Sprint Brief: Knowledge Architecture KA-2
Structural Assignment Pipeline (Two-Pass)
What You’re Building
Facts extracted by the pipeline get structurally assigned to entities,
aspects, and constraints. This is the bridge between flat fact storage
and the structured knowledge graph described in
docs/KNOWLEDGE-ARCHITECTURE.md.
The architecture is two-pass:
- Pass 1 runs synchronously after extraction. No LLM. Links facts to their primary entity.
- Pass 2 runs in the background as pipeline jobs. Uses LLM to classify aspects/constraints (2a) and extract dependencies (2b).
Required Reading
docs/specs/INDEX.md— Cross-Cutting Invariantsdocs/specs/complete/knowledge-architecture-schema.md— section 6 (structural assignment architecture)docs/KNOWLEDGE-ARCHITECTURE.md— conceptual modeldocs/specs/SPRINT-BRIEF-KA1.md— KA-1 deliverables (schema and helpers this sprint depends on)
Prerequisites
KA-1 must be complete before this sprint begins:
- Migration 019 landed (entity_aspects, entity_attributes, entity_dependencies, task_meta tables exist)
- Core types exported (EntityAspect, EntityAttribute, etc.)
- Read/write helpers in
knowledge-graph.tsworking
Deliverables
1. Pass 1: Heuristic entity linking
Where: Hook into worker.ts after txPersistEntities completes.
After extraction persists entity triples and the decision phase writes new fact memories, run pass 1 for each written fact:
- Look up the primary entity from the extraction triple’s
sourcefield (already inentitiestable viatxPersistEntities) - Create a stub
entity_attributesrow:{ id: crypto.randomUUID(), aspectId: null, // awaiting classification agentId: 'default', memoryId: newMemoryId, // the fact memory just written kind: 'attribute', // default, may be reclassified content: factContent, normalizedContent: normalizedFactContent, confidence: fact.confidence, importance: 0.5, // default status: 'active', supersededBy: null, } - Enqueue
structural_classifyjob for this fact - If the extraction triple has a target entity that exists in the
graph, also enqueue
structural_dependencyjob
Schema note: entity_attributes.aspect_id is NOT NULL in the
current spec. For pass 1 stubs, either:
- (a) Create a catch-all “unclassified” aspect per entity, or
- (b) ALTER the FK to allow NULL (preferred — cleaner, no fake aspects)
Recommend option (b): update migration 019 to make aspect_id
nullable. Facts with aspect_id = NULL are valid and mean “awaiting
structural classification.”
Key constraint: Pass 1 must NOT call the LLM. It runs on the hot path inside the existing extraction worker.
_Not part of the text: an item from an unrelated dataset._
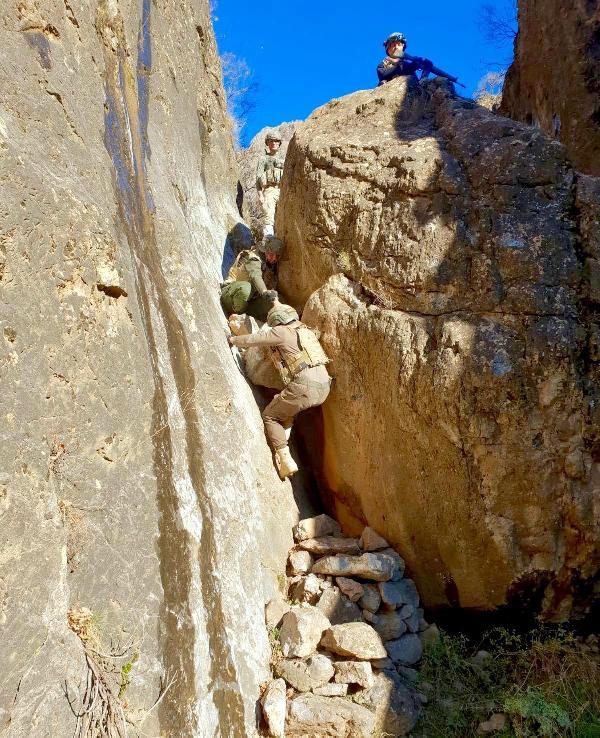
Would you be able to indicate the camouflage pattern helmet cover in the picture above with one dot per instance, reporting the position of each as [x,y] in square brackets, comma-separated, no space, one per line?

Keep it fast.
2. New job types in pipeline
Add two new job types alongside the existing 'extract' type:
type PipelineJobType = 'extract' | 'structural_classify' | 'structural_dependency';
Both use the same memory_jobs table with different job_type values.
Same lease/retry/dead-letter mechanics. Same exponential backoff.
Job payload for structural_classify:
{
"memory_id": "...",
"entity_id": "...",
"entity_name": "...",
"entity_type": "project",
"fact_content": "ooIDE uses bun as its package manager",
"attribute_id": "..."
}
Job payload for structural_dependency:
{
"memory_id": "...",
"entity_id": "...",
"entity_name": "...",
"fact_content": "ooIDE uses WorkOS AuthKit for authentication",
"target_entity_name": "WorkOS"
}
3. Pass 2a: Structural classification worker
New file: packages/daemon/src/pipeline/structural-classify.ts
This worker:
- Leases
structural_classifyjobs in batches (group by entity_id, max 8-10 per batch) - Loads the entity’s existing aspects from
entity_aspects - Builds the classification prompt (see Prompt Specifications below)
- Parses the LLM response
- For each classified fact:
- Upsert the aspect via
upsertAspect()fromknowledge-graph.ts - Update the
entity_attributesrow: setaspect_idandkind
- Upsert the aspect via
- Mark jobs completed
Batching strategy: Group pending structural_classify jobs by
entity_id. Process one entity’s batch at a time. This ensures the
prompt has accurate “existing aspects” context.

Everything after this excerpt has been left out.